We enable tracing by using the OpenTelemetry java instrumentation library. This project provides a Java agent JAR that is attached to java applications. The agent injects bytecode to capture telemetry from popular libraries.

Using the agent we are able to

1) Plug and play different tracing tools based on the user's setup: Jaeger, Zipkin, or other tools 2) Get traces for Kafka, JDBC, and Elasticsearch without any additional code 3) Track traces of any function with a simple @WithSpan annotation

You can enable the agent by setting env variable ENABLE_OTEL to true for GMS and MAE/MCE consumers. In our example docker-compose, we export metrics to a local Jaeger instance by setting env variable OTEL_TRACES_EXPORTER to jaeger and OTEL_EXPORTER_JAEGER_ENDPOINT to http://jaeger-all-in-one:14250, but you can easily change this behavior by setting the correct env variables. Refer to this doc for all configs.

Once the above is set up, you should be able to see a detailed trace as a request is sent to GMS. We added the @WithSpan annotation in various places to make the trace more readable. You should start to see traces in the tracing collector of choice. Our example docker-compose deploys an instance of Jaeger with port 16686. The traces should be available at http://localhost:16686.

Metrics

With tracing, we can observe how a request flows through our system into the persistence layer. However, for a more holistic picture, we need to be able to export metrics and measure them across time. Unfortunately, OpenTelemetry's java metrics library is still in active development.
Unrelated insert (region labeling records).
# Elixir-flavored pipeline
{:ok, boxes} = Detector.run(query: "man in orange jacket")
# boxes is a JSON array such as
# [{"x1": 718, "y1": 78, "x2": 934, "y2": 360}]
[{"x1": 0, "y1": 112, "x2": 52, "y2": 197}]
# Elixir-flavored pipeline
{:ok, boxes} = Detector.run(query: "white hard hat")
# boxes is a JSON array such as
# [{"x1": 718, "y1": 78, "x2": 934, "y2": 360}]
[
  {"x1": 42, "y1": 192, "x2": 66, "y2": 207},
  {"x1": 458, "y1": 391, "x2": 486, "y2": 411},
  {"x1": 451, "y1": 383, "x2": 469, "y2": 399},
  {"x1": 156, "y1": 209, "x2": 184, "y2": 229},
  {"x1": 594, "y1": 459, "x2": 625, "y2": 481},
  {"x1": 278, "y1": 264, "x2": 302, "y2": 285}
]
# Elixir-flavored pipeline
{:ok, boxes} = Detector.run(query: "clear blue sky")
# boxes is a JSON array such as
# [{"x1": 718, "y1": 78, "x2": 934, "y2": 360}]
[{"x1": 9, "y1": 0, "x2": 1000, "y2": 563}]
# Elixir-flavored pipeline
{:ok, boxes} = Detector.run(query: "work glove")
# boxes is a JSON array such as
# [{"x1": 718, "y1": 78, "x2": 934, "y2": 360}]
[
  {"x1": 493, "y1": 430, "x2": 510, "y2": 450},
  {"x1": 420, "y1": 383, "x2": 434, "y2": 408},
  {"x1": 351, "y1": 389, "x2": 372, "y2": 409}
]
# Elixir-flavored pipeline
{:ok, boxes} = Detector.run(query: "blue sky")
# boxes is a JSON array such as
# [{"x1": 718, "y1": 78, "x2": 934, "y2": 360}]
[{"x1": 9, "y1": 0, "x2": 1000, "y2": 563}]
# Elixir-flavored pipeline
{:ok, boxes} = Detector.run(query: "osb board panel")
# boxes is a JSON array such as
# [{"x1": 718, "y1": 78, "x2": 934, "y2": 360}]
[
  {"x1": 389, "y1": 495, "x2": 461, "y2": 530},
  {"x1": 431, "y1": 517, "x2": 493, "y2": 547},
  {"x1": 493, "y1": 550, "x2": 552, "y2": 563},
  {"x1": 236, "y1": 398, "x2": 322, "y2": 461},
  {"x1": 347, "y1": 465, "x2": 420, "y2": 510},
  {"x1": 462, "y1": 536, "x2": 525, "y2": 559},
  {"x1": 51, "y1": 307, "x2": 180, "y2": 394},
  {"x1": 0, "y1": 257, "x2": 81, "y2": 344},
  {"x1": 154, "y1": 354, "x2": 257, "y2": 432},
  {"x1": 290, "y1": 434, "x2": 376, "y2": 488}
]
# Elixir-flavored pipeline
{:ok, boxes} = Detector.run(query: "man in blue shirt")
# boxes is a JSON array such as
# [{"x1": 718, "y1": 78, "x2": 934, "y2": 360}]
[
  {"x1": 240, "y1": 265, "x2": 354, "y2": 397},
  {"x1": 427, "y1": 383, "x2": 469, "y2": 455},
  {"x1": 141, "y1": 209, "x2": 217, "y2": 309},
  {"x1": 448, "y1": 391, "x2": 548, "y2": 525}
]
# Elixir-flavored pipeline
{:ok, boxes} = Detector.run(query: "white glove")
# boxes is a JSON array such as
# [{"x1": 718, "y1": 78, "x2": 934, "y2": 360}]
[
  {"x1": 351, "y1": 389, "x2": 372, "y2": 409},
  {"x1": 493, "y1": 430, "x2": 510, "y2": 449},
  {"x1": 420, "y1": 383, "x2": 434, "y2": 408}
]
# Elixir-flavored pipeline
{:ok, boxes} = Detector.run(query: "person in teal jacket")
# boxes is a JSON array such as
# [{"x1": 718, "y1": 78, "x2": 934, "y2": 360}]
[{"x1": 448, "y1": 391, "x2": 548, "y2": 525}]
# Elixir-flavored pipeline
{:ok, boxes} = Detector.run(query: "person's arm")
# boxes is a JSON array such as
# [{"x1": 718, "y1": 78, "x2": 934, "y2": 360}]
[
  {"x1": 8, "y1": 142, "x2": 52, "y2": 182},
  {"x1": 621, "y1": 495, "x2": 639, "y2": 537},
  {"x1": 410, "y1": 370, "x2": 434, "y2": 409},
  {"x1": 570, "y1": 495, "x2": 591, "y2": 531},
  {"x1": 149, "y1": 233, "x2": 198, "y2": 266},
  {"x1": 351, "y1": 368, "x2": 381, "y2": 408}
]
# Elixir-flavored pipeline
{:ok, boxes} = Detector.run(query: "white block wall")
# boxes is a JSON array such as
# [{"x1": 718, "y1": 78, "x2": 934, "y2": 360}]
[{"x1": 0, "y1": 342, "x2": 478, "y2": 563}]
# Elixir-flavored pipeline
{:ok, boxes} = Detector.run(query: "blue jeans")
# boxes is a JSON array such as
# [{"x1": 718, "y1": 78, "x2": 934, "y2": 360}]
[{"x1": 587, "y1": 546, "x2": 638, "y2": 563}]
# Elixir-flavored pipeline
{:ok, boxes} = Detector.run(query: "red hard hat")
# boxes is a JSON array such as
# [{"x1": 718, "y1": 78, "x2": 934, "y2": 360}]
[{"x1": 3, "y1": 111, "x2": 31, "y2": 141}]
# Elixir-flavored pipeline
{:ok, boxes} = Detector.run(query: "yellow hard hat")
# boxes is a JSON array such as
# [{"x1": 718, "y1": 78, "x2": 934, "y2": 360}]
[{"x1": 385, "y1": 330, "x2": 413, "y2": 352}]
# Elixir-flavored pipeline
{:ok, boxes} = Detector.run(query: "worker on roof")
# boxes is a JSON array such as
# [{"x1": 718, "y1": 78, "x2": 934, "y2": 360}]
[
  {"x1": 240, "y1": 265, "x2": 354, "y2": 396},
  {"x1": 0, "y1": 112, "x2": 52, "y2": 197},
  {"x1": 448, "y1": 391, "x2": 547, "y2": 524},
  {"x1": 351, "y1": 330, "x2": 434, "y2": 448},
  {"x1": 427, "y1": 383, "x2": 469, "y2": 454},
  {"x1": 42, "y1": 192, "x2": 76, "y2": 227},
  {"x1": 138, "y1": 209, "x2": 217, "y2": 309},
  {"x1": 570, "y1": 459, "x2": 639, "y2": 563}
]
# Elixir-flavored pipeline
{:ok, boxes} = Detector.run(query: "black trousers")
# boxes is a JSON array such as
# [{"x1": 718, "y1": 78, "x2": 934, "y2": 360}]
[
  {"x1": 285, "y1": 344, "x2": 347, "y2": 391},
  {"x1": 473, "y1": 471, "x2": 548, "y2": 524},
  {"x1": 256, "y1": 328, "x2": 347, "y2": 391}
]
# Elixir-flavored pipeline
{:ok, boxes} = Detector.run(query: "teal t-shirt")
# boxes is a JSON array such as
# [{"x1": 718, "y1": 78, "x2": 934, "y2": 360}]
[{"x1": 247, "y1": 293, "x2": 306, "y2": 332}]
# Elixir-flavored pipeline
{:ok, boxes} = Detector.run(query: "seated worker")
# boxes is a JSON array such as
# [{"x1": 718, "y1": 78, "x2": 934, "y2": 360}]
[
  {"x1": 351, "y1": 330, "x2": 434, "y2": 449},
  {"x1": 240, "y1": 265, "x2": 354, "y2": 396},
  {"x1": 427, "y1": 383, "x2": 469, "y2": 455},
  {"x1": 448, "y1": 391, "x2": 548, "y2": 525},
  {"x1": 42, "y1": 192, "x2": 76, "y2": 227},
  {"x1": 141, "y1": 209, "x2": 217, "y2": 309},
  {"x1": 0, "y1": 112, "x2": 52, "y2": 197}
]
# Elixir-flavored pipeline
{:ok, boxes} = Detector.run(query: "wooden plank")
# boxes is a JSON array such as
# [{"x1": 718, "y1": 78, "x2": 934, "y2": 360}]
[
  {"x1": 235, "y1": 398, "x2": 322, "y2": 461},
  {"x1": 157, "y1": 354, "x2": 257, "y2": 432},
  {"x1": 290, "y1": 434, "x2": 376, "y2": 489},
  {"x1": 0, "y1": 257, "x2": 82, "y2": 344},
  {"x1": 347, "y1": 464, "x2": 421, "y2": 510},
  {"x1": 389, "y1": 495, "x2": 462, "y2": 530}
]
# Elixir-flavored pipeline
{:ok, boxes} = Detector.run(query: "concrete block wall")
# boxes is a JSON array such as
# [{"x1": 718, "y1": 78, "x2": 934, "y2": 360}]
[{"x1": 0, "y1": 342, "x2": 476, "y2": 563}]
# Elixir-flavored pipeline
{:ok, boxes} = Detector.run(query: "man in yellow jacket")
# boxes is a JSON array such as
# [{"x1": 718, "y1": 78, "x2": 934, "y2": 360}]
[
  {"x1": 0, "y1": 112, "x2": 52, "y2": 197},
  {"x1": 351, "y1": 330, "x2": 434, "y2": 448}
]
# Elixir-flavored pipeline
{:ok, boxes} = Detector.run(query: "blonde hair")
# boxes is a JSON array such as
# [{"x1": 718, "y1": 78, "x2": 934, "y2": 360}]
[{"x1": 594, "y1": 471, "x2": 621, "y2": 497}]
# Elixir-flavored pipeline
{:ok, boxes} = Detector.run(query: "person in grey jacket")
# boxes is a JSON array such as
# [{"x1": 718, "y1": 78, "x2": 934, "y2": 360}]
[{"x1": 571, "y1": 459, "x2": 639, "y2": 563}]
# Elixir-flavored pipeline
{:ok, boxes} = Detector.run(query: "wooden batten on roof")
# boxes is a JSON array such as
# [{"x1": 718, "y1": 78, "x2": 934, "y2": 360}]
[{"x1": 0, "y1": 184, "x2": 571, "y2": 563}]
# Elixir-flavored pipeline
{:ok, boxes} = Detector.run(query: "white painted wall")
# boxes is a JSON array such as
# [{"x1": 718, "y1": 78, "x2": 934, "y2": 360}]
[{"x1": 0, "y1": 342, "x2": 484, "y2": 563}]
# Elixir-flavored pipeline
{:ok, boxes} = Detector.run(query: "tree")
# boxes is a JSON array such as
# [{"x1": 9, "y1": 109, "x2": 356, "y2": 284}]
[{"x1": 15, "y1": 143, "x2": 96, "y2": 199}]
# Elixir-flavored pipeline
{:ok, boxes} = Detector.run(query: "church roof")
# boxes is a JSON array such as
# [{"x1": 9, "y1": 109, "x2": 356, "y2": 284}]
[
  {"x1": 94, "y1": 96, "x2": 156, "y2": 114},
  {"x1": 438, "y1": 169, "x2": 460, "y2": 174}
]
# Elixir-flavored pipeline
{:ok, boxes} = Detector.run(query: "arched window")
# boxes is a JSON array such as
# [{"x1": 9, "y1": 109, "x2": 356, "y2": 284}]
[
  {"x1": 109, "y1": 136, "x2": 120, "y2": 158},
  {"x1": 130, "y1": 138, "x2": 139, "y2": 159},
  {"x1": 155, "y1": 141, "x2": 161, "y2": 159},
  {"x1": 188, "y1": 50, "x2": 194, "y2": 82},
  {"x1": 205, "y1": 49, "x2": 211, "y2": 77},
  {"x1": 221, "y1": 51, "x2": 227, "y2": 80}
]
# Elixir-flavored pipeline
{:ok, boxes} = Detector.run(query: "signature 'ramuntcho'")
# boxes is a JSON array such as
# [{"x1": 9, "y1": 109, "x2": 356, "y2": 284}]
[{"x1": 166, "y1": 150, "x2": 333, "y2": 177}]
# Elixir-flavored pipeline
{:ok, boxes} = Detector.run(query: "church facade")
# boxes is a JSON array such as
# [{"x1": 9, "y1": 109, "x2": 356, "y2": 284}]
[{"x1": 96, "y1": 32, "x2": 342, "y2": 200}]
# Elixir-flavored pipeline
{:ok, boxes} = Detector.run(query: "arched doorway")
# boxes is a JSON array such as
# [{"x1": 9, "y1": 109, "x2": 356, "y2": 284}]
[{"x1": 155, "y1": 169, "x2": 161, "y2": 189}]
As such, we decided to use Dropwizard Metrics to export custom metrics to JMX, and then use Prometheus-JMX exporter to export all JMX metrics to Prometheus. This allows our code base to be independent of the metrics collection tool, making it easy for people to use their tool of choice. You can enable the agent by setting env variable ENABLE_PROMETHEUS to true for GMS and MAE/MCE consumers. Refer to this example docker-compose for setting the variables.

In our example docker-compose, we have configured prometheus to scrape from 4318 ports of each container used by the JMX exporter to export metrics. We also configured grafana to listen to prometheus and create useful dashboards. By default, we provide two dashboards: JVM dashboard and DataHub dashboard.

In the JVM dashboard, you can find detailed charts based on JVM metrics like CPU/memory/disk usage. In the DataHub dashboard, you can find charts to monitor each endpoint and the kafka topics. Using the example implementation, go to http://localhost:3001 to find the grafana dashboards! (Username: admin, PW: admin)

To make it easy to track various metrics within the code base, we created MetricUtils class. This util class creates a central metric registry, sets up the JMX reporter, and provides convenient functions for setting up counters and timers. You can run the following to create a counter and increment.

MetricUtils.counter(this.getClass(),"metricName").increment();

You can run the following to time a block of code.

try(Timer.Context ignored=MetricUtils.timer(this.getClass(),"timerName").timer()){
...block of code
}

Enable monitoring through docker-compose

We provide some example configuration for enabling monitoring in this directory. Take a look at the docker-compose files, which adds necessary env variables to existing containers, and spawns new containers (Jaeger, Prometheus, Grafana).

You can add in the above docker-compose using the -f <<path-to-compose-file>> when running docker-compose commands. For instance,

docker-compose \
-f quickstart/docker-compose.quickstart.yml \
-f monitoring/docker-compose.monitoring.yml \
pull && \
docker-compose -p datahub \
-f quickstart/docker-compose.quickstart.yml \
-f monitoring/docker-compose.monitoring.yml \
up

We set up quickstart.sh, dev.sh, and dev-without-neo4j.sh to add the above docker-compose when MONITORING=true. For instance MONITORING=true ./docker/quickstart.sh will add the correct env variables to start collecting traces and metrics, and also deploy Jaeger, Prometheus, and Grafana. We will soon support this as a flag during quickstart.

Health check endpoint

For monitoring healthiness of your DataHub service, /admin endpoint can be used.